L’enfonçage renvoie son effet miroir
Les ingénieurs du groupe GF Machining Solutions renforcent encore l’intérêt d’un tel partenariat en proposant les technologies 3DS (3 Dimensions Structure) sur leur générateur. Présent d’ores et déjà pour la génération d’étincelles sur les machines d’érosion par enfonçage Form 200 et Form 2000 du groupe, 3DS est capable de créer des étincelles à l’impact plus surfacique et moins perforant, pour exprimer les choses simplement. C’est-à-dire qu’en régime de finition, chaque étincelle vient enlever la matière sur une surface plus large pour une même profondeur. Cela a pour effet d’augmenter la largeur moyenne des éléments du profil (RSm) de la surface réalisée, à rugosité (Ra) égale. Ainsi, la surface étant plus lisse, avec un état de surface qualifié de » miroir « , le temps d’éjection des pièces moulées est encore plus court, leur adhésion à la surface étant pratiquement nulle. Aucune déformation n’est engendrée par la surface du moule et, si son ébauche a été réalisée par fabrication additive avec un circuit de refroidissement au plus proche de la forme, aucune déformation n’est due à des variations thermiques sur cette même surface. Les deux technologies se confondent alors pour une qualité et une productivité qui n’a plus rien à voir avec celles existant encore aujourd’hui. Ce raisonnement et ces résultats s’appliquent de manière proche pour les matrices d’estampage à la presse.

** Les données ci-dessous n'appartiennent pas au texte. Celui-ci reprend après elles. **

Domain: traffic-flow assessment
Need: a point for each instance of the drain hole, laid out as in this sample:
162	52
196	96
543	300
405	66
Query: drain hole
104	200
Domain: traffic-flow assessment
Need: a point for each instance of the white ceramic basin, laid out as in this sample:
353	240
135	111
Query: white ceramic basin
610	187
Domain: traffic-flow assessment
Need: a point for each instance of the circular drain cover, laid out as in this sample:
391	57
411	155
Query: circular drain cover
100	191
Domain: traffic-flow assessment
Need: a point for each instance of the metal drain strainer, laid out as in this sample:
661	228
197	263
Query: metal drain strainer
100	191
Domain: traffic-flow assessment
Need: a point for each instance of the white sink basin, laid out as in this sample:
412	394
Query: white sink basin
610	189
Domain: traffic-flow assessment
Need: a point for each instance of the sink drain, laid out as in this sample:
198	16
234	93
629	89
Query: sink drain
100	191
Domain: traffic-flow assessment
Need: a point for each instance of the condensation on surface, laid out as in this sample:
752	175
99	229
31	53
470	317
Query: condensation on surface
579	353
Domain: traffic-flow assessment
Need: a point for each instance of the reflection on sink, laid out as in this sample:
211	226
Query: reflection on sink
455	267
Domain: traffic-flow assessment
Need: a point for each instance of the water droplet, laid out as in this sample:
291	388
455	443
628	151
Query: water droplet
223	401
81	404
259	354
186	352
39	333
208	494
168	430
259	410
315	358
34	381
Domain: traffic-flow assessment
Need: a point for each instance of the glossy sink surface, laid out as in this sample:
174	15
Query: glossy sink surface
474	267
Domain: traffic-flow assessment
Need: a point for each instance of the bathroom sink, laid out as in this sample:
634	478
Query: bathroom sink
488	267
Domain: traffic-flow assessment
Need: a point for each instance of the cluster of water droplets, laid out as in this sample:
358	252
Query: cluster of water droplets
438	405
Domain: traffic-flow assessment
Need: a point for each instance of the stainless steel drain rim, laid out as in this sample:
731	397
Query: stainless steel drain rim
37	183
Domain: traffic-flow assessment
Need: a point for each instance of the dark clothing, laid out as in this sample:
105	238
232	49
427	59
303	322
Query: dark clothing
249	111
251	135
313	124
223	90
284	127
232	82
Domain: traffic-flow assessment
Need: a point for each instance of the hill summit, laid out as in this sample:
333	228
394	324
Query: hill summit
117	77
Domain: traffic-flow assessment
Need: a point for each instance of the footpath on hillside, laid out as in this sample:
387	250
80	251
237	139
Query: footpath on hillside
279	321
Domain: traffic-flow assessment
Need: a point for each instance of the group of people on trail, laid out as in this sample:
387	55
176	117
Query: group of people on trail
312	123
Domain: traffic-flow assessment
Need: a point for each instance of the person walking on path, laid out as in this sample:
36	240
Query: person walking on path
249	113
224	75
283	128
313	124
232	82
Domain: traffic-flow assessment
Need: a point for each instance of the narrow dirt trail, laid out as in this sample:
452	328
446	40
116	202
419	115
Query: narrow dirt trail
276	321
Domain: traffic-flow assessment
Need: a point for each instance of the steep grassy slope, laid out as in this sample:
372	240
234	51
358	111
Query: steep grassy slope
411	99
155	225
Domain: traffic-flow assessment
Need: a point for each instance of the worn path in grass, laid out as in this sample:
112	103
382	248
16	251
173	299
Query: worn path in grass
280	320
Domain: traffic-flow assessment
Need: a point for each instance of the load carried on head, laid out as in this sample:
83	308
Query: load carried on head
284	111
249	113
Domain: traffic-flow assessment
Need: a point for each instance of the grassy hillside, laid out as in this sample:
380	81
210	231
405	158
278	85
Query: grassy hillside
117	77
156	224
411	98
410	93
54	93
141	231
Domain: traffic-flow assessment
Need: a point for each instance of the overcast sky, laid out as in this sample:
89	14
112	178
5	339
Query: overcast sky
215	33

Une révolution à plusieurs, c’est mieux
Décidément, les moulistes et outilleurs doivent s’habituer aux révolutions technologiques dans leurs méthodes de fabrication. Après l’arrivée de l’érosion par enfonçage puis par fil, puis l’intérêt grandissant de l’usinage dur en cinq axes, voici une autre manière de produire. Les procédés de fabrication additive et d’enfonçage sont peut-être lents. Mais ils sont facilement automatisables et/ou ne nécessitent pas de surveillance. C’est donc l’organisation même du travail qu’il convient de repenser, en formant les nouvelles générations de moulistes à la gestion d’équipements automatisés, connectés et fonctionnant 24h/24h, 365 jours par an, à la conception des moules et, fabrication additive oblige, à la métallurgie. Pour faire cette révolution, si GFMS et EOS se sont mis à deux, dans les entreprises de construction de moules il faudra s’y mettre tous.